As to the third alleged ground for forfeiture, the district attorney has again united allegations which w'ould bring the matter under dif*780ferent sections, and has attempted to call to the assistance of the first ground for forfeiture the provisions of section 2865 of the Revised Statutes, which are as follows:

“If any person shall knowingly and willfully, with intent to defraud the revenue of the United States, smuggle, or clandestinely introduce, into the United States, any goods, wares, or merchandise, subject to duty by law, and which should have been invoiced, without paying or accounting for the duty, or shall make out or pass, or attempt to pass, through the custom-house any false, forged, or fraudulent invoice, every such person, his, her, or their aiders and abettors, shall be deemed guilty of a misdemeanor, and on conviction thereof shall be fined in any sum not exceeding five thousand dollars, or imprisoned for any term of time not exceeding two years, or both, at the discretion of the court.”

Under the decision in Keck v. U. S., 172 U. S. 434, 19 Sup. Ct. 254, 43 L. Ed. 505, the act charged cannot be classified as smuggling nor brought within the words “clandestinely introduce.”

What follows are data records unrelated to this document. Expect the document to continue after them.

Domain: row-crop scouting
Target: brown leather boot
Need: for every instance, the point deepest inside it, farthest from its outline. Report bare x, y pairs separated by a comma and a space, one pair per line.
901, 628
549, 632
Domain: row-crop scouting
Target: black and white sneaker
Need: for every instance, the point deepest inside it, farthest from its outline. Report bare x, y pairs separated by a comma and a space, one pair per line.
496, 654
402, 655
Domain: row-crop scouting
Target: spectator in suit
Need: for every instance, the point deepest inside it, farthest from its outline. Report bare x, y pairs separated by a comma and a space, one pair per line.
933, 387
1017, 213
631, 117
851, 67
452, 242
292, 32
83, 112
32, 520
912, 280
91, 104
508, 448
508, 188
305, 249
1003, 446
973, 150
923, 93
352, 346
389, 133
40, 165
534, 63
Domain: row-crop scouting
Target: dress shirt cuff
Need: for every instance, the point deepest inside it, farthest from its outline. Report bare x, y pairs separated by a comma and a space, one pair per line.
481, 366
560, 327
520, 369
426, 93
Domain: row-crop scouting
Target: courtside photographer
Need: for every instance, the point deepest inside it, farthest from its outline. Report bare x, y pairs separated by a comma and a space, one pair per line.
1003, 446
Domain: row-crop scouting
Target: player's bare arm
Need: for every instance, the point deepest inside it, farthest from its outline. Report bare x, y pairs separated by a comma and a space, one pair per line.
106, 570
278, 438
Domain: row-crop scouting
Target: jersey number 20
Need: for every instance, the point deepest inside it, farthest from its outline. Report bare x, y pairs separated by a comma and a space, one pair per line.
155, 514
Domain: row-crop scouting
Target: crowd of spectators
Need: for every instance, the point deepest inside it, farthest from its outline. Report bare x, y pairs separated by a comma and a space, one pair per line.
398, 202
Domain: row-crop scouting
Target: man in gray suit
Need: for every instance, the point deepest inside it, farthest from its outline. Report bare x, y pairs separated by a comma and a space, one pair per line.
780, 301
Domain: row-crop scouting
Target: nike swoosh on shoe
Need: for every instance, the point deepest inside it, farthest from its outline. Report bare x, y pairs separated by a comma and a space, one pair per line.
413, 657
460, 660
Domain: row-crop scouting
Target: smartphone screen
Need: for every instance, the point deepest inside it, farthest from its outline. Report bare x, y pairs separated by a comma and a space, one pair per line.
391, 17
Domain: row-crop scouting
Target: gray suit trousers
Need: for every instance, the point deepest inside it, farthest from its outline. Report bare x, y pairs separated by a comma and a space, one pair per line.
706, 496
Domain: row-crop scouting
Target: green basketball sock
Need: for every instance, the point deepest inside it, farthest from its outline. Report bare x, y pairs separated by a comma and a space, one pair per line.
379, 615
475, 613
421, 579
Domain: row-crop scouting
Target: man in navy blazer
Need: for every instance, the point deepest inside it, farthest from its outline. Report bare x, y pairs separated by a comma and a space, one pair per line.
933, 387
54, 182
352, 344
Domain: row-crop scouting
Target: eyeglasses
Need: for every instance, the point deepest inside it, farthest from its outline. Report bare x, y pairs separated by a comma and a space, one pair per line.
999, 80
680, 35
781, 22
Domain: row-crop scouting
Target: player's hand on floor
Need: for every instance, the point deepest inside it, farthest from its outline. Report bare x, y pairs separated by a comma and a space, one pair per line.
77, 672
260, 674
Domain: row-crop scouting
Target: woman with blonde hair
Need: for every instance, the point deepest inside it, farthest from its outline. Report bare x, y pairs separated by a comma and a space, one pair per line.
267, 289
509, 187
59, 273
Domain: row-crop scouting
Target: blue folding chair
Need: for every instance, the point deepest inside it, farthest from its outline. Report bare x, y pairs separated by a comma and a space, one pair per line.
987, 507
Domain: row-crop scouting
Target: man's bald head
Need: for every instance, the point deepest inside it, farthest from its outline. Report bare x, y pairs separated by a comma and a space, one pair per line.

The government has also alleged a verification of a false invoice at Calamata, Greece; and the forwarding of one of these false invoices, which were made in triplicate, to the collector of customs at New York. Section 3 of the Law of 1890 does not require these invoices to be verified. Nor is there anything in the act which would seem to bring this false verification within the provisions of section 1750 of the Revised Statutes (U. S. Comp. St. 1901, p. 1196), and the third cause of forfeiture must therefore be judged solely from the standpoint of the second part of section 2865, supra.

The government seems to charge the importer in Greece, in connection with all of the other matters referred to, with having unlawfully made out, passed, or attempted to pass through the customhouse a false invoice; but the allegations of the information do not show any such transaction, and in fact the charge is stated to be, in the nineteenth cause of information, that the said Frank S. Galanopulo, in making, signing, certifying, and verifying the said false and fraudulent invoice, and leaving the same with the French consul, which invoice was thereafter forwarded by the said consul to the collector of customs, and by sending the said merchandise to New York, did then and there — that is to say, at the time of sending to the port of New York — attempt to make an entry of the said merchandise by means of the said false invoice, by means whereof the United States was to be deprived of lawful duties, etc.

It might be suspected that a charge could be made upon which it would be necessary to construe section 2865 in order to- see if its provisions cover the acts charged; but no such allegations are contained in the third ground of forfeiture, and the exceptions to this will therefore be sustained.